You can’t do it. True, immediately after Humanae Vitae was promulgated in 1968 there was some talk from pulpits, as there had been from the bishops themselves in an official statement, about what it taught being an “ideal,” but very soon it was understood that as a result of the encyclical an unknown number of the faithful had dropped out of the Church. A fear set in that upholding the teaching vigorously could cause others to follow. The best thing to do, it seemed, was to ignore the teaching altogether, exactly as most of the couples who still remained in the pews were doing. This, I am saying, is how life prevention (a.k.a. birth control) came to be “accepted”.
I’ll go further. We may like to think the U.S. Supreme Court operates in splendid isolation from social currents as well as political pressure, but the truth is the nine justices know what’s going on in society and it colors their thinking even as it does that of the rest of us. My feeling is that if the court had seen American Catholics rallying behind bishops strongly upholding Humanae Vitae’s pro-life message, Roe v. Wade would have been decided differently in 1973.
That is one thought that comes to me in the wake of Pat’s book, his firing, and as we head toward this year’s election. I offer four more:
1) Given what U.S. society has become, to believe a white man opposed to life prevention and the ideological agenda of organized homosexualism, who would uphold high cultural standards and be unafraid to affirm the superiority of historical European Christian civilization can become President in this or any easily foreseeable election year, is to be delusional. In most of America somebody like that can’t be elected even to town or county council, not nowadays. The weight of the entire culture, not simply the politics of the day, is against it.
2) As Pat points out, as recently as the 1940s a President (Truman) could describe the U.S. as a Christian nation, but I would hold that the nation never was that except in the sense that most Americans have professed some form of the religion and for a long time lived more or less according to what they professed. But the government was never Christian. We were founded as a liberal republic, not a Christian one. The Declaration of Independence was infused with the ideas of John Locke, not ones derived from Gospel teachings.

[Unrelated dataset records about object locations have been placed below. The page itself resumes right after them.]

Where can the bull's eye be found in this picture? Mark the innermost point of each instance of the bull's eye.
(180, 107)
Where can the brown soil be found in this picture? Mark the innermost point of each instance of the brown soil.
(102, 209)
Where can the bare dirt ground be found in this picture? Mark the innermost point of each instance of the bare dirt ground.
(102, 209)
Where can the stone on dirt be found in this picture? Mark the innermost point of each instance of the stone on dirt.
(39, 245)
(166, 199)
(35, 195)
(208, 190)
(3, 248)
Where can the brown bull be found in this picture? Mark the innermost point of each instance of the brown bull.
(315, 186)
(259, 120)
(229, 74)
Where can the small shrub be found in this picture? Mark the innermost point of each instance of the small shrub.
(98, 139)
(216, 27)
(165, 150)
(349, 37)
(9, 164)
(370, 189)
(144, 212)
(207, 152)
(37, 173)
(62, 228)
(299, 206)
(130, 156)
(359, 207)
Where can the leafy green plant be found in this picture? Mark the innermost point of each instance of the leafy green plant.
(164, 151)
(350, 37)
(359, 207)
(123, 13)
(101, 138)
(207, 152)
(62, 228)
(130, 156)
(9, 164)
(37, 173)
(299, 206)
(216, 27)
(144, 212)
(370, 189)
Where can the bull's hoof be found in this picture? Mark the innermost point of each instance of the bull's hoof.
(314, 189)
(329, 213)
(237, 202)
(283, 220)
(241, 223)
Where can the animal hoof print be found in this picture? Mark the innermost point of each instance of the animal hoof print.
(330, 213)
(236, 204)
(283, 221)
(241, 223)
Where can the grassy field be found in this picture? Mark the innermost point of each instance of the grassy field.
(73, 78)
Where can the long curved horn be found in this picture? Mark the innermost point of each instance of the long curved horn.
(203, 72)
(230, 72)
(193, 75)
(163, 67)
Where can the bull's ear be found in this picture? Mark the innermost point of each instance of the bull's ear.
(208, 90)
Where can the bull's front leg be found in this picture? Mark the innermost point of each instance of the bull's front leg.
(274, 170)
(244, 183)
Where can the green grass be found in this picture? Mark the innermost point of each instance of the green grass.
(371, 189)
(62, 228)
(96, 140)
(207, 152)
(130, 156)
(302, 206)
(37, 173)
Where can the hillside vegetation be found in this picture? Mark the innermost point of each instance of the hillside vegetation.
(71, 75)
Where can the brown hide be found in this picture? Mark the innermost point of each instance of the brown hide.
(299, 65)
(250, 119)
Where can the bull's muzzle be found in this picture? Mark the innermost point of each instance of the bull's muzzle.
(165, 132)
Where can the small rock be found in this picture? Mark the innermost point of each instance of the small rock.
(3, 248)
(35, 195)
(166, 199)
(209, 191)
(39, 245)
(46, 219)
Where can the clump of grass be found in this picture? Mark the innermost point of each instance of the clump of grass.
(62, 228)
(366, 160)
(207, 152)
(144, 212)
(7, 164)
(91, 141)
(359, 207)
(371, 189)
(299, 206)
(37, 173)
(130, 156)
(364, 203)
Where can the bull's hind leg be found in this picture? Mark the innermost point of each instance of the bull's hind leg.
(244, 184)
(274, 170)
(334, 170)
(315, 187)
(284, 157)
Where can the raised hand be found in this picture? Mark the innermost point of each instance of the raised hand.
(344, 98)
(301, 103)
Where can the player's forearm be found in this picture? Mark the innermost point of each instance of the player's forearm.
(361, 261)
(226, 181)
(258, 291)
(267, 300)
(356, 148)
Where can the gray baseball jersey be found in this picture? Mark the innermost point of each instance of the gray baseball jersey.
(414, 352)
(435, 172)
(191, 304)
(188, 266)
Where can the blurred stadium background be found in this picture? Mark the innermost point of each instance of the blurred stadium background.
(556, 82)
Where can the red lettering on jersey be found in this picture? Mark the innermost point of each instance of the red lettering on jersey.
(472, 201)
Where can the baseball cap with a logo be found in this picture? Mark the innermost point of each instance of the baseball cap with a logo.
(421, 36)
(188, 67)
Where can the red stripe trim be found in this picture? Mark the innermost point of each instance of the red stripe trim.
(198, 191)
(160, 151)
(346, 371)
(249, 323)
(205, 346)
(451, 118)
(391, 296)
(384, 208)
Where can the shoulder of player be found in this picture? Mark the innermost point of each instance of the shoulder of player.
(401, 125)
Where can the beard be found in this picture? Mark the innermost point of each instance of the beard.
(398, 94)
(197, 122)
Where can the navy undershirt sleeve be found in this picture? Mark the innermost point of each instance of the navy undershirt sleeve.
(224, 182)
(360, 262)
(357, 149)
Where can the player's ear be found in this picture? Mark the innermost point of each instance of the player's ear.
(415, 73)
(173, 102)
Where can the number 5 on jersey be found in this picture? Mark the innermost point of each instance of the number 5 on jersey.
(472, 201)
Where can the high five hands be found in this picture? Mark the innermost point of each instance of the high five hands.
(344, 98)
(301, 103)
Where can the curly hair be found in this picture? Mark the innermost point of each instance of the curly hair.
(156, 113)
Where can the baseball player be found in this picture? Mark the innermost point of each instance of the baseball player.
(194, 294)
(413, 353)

Without Christian government supporting the Christian way of life, the way of life could not be sustained. It was bound to become no more than a memory, the one reflected in Pat’s question: “What happened to the country we grew up in?”
3) As futile as it now may be, at least in terms of electoral politics, standing athwart the direction of modern history is worth men striving to do anyway because the future will not be determined by elections alone. However, doing it is likely to exact a measure of heroism, more of it tomorrow than today, from the men who try.
4) By definition a hero is someone who sacrifices for the good of others. It could be the regard of those very others whose loss he suffers; often as not, as with Pat Buchanan’s firing by MSNBC, it can be a source of income or other material good that is lost; not unusually in history it has been the hero’s life. In any case, a price is paid, suffering is involved.
Since the bishops’ reaction to the HHS mandate, there have been folks talking as if they would welcome, or even yearn for, a bloody persecution. I don’t see that coming. It won’t be necessary. What has happened to Pat will scare off other public figures tempted to take a stand like his. As for ordinary persons, in an age when few Catholics can screw up the courage even to make the sign of the cross before meals in a public restaurant, the fear of being identifiably different from the rest of society will immobilize most. That said, doubtless we do face serious challenges.
They likely will be serious enough that absolutely no one should glibly imagine he is necessarily up to the test before it confronts him. It remains, if a Christian society is to exist ever again, the idea of it has to be kept alive and it will take heroes — men standing apart from the majority — to do it. Buchanan has set an example.